Auf welches Format ist deine Zelle in Excel eingestellt. Unter "Format" --> "Zelle"  auf "Text"-Format einstellen.


----------



## Anonymous (23 August 2005)

*Dezimal in ASCII*

Das geht leider nicht ! Ist vieleicht jemandem bekannt wie ich eine Dezimalzahl in ASCII wandeln kann und das ganze auch noch in VB.


----------



## lorenz2512 (23 August 2005)

Hallo,
Print Chr$(68)       'ergibt "D"


----------



## Anonymous (23 August 2005)

*okey*

Hallo,
bei mir ist es der fall das ich aus einer SPS per OPC Server einen z.B. DB2.dbb2 auslesen möchte der DB2.dbb2 ist eine String[16] var. jetzt bekomme ich in meinem Item aber den Dezimalen Wert angezeigt.
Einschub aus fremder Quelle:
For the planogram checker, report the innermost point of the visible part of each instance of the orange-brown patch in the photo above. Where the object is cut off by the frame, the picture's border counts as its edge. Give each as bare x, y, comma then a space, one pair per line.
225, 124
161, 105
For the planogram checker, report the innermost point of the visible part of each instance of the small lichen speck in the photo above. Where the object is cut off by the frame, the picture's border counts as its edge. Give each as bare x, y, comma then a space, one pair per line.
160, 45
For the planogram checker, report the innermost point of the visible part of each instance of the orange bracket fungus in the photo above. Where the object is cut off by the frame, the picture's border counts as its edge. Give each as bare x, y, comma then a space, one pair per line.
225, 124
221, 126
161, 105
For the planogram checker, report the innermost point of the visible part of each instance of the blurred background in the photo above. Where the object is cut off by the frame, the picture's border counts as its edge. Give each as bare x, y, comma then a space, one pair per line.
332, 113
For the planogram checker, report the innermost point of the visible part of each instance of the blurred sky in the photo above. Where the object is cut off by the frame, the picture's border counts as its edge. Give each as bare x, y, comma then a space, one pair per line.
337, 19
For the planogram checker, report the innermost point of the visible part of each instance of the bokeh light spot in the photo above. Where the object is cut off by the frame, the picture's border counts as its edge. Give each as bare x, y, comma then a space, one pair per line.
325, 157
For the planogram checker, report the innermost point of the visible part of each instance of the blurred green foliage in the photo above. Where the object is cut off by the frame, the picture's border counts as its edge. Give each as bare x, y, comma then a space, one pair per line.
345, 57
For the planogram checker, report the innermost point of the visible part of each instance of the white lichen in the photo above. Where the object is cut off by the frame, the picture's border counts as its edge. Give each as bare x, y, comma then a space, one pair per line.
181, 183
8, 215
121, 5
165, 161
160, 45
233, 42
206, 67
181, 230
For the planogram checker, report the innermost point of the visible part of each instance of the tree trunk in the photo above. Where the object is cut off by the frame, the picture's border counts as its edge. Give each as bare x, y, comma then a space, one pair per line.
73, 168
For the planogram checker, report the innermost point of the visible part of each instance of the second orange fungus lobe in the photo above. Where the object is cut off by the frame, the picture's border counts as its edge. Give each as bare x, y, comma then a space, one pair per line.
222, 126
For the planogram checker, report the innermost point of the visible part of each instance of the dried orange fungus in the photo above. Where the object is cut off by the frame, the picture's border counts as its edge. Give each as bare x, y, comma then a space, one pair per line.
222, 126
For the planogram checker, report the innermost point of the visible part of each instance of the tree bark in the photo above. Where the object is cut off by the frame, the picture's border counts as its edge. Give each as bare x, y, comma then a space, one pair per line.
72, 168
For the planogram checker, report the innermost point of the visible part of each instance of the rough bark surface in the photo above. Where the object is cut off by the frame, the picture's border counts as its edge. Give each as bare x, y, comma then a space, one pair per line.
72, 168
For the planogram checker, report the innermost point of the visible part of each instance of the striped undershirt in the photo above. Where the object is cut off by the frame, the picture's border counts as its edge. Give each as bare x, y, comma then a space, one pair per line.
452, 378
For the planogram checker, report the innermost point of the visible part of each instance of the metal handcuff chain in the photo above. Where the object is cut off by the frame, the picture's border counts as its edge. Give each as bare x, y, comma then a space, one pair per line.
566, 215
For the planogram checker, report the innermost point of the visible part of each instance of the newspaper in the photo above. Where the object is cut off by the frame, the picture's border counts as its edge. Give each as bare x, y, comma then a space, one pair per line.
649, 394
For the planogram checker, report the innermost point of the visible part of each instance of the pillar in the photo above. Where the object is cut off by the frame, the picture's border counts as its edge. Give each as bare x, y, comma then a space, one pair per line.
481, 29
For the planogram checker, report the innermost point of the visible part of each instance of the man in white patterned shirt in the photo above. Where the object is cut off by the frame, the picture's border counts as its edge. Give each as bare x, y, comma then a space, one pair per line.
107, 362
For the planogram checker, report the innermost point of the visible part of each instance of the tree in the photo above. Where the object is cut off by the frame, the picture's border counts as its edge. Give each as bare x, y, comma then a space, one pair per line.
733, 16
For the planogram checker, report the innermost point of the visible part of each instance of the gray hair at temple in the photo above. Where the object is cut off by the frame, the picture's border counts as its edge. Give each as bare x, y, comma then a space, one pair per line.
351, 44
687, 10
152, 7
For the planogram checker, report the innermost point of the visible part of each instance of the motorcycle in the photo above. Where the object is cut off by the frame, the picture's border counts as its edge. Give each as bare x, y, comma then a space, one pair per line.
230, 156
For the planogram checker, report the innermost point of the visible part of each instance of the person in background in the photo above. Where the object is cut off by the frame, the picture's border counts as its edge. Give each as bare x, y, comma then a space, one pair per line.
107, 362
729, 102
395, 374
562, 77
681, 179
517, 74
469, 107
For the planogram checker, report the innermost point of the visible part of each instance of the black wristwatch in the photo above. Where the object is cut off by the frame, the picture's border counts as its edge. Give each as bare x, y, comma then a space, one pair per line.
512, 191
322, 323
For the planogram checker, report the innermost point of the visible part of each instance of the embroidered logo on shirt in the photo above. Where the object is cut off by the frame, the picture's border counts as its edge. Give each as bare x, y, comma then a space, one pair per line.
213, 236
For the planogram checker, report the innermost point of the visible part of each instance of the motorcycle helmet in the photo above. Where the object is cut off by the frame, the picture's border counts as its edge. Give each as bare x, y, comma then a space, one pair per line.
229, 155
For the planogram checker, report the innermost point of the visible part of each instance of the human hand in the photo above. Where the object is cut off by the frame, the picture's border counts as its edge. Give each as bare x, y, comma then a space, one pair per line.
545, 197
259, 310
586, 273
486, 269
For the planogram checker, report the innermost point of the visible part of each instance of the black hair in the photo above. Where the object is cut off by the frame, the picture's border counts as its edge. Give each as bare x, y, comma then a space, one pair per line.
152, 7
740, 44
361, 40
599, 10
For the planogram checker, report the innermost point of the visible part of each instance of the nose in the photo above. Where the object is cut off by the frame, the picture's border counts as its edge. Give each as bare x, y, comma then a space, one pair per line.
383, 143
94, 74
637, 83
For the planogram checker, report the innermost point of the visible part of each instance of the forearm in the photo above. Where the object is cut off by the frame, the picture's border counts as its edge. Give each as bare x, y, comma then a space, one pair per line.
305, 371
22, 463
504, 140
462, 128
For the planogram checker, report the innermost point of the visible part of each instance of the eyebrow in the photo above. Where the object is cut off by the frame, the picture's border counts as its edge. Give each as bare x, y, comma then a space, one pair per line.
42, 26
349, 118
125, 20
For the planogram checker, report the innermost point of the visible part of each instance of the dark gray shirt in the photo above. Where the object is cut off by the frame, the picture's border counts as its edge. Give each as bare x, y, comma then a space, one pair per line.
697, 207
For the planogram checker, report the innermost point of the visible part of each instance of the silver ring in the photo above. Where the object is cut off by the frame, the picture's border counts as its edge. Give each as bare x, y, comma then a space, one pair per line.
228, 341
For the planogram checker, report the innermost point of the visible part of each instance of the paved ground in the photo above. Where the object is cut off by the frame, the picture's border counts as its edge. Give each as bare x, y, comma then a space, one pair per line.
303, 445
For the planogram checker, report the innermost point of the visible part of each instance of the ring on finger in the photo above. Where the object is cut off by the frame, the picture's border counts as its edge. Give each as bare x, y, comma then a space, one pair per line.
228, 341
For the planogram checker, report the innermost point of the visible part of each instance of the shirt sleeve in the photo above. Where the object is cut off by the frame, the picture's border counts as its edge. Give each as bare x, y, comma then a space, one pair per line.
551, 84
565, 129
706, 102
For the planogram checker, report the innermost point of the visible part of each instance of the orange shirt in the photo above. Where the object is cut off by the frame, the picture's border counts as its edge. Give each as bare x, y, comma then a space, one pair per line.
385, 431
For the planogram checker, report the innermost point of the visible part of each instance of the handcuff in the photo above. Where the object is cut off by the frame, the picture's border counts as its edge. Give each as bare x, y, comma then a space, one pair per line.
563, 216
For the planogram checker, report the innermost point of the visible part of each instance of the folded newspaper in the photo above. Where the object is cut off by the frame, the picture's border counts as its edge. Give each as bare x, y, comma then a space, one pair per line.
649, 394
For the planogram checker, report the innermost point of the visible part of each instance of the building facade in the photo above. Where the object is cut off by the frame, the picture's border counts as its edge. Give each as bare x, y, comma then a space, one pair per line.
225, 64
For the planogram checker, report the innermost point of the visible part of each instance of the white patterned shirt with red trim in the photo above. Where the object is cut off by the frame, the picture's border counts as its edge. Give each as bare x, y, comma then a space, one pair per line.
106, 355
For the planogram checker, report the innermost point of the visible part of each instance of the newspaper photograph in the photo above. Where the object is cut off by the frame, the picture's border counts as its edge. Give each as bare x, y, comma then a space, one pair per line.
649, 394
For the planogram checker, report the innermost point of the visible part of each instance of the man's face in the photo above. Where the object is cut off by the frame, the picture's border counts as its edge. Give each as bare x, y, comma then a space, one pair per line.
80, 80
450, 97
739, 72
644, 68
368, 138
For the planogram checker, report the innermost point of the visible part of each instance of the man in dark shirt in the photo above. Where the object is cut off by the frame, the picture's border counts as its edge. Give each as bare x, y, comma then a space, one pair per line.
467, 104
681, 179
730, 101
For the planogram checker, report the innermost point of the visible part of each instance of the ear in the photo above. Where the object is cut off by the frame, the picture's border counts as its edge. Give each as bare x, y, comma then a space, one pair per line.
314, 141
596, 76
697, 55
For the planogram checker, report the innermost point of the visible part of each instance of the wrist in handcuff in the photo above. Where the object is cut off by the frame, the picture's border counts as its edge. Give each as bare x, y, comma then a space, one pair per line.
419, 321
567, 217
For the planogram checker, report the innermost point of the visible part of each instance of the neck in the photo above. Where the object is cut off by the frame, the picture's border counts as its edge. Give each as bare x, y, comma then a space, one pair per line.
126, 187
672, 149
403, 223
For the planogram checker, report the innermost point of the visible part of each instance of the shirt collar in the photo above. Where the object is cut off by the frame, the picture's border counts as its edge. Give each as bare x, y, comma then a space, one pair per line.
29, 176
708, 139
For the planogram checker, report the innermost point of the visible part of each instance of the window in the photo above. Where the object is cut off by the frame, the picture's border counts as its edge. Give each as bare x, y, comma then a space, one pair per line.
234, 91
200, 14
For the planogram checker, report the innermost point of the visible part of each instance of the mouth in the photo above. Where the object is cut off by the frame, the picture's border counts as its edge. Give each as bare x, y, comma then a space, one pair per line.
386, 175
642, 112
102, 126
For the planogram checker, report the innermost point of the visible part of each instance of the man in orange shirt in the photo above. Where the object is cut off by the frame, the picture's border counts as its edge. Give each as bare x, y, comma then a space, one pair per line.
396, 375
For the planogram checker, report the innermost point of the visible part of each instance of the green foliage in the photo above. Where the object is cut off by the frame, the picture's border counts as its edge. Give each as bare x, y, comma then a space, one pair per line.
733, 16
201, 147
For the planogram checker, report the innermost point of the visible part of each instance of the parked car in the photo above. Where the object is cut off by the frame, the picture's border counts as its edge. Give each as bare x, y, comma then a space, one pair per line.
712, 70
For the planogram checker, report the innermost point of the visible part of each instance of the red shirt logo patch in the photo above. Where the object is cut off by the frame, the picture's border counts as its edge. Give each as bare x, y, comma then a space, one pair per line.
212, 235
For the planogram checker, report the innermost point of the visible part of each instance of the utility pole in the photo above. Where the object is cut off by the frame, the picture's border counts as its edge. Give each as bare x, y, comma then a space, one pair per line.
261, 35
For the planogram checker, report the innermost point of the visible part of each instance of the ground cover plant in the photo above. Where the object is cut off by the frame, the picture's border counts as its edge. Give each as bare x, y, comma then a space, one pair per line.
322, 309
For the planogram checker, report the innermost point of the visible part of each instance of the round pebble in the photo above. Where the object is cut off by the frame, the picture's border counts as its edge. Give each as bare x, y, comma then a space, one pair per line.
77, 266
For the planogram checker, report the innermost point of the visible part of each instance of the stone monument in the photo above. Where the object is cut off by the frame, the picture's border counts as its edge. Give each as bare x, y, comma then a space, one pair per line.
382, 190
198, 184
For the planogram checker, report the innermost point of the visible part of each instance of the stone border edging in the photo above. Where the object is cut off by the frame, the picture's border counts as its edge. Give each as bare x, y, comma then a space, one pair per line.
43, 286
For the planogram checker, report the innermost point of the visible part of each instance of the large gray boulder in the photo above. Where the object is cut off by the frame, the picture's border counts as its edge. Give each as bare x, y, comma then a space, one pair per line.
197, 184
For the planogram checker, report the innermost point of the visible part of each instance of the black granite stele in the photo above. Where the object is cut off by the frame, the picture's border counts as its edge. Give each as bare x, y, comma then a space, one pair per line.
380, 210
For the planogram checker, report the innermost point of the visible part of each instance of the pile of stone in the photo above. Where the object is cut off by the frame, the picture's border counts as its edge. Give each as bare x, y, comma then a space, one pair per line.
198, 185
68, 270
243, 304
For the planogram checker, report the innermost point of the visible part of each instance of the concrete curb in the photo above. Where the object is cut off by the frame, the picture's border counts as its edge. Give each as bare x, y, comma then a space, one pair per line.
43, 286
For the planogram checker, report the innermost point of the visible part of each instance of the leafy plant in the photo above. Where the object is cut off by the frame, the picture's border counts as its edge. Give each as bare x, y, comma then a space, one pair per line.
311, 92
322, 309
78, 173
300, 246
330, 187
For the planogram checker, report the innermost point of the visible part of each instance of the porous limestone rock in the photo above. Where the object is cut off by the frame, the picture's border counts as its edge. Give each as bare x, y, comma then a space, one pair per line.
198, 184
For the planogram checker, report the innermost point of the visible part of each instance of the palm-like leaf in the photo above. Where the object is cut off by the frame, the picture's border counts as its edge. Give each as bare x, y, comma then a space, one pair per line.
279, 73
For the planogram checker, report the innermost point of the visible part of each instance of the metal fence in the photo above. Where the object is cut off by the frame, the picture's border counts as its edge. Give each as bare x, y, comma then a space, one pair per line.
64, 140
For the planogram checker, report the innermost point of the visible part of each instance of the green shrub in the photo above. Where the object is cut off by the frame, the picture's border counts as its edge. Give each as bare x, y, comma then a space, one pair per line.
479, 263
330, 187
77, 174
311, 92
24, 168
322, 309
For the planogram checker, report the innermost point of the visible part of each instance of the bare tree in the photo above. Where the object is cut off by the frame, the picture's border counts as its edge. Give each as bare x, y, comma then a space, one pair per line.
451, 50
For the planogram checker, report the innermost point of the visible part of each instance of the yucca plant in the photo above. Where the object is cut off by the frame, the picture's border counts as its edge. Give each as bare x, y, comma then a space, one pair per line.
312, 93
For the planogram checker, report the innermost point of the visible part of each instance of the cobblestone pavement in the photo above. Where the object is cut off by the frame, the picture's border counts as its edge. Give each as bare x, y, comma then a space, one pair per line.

Ich möchte diesen Wert aber als Wort Darstellen und ausdrucken, also das Wort hat 16 Buchstaben! Bei mir aber nur einen großen Zahlenwert


----------



## Gerhard Bäurle (23 August 2005)

*Re: okey*



			
				Gast schrieb:
			
		

> Hallo,
> bei mir ist es der fall das ich aus einer SPS per OPC Server einen z.B. DB2.dbb2 auslesen möchte der DB2.dbb2 ist eine String[16] var. jetzt bekomme ich in meinem Item aber den Dezimalen Wert angezeigt. Ich möchte diesen Wert aber als Wort Darstellen und ausdrucken, also das Wort hat 16 Buchstaben! Bei mir aber nur einen großen Zahlenwert



Hallo,

beim S7/S5-OPC-Server von Softing/DELTALOGIC müssen Sie 
wie folgt vorgehen:

Die OPC-Items (z. B. DB2.dbb2) können als verschiedene S7-
Datentypen dargestellt werden. Für einen S7-String muss im 
OPC-Client DB2.dbb2:STRING angegeben werden.

Viele Grüße

Gerhard Bäurle
DELTALOGIC GmbH


----------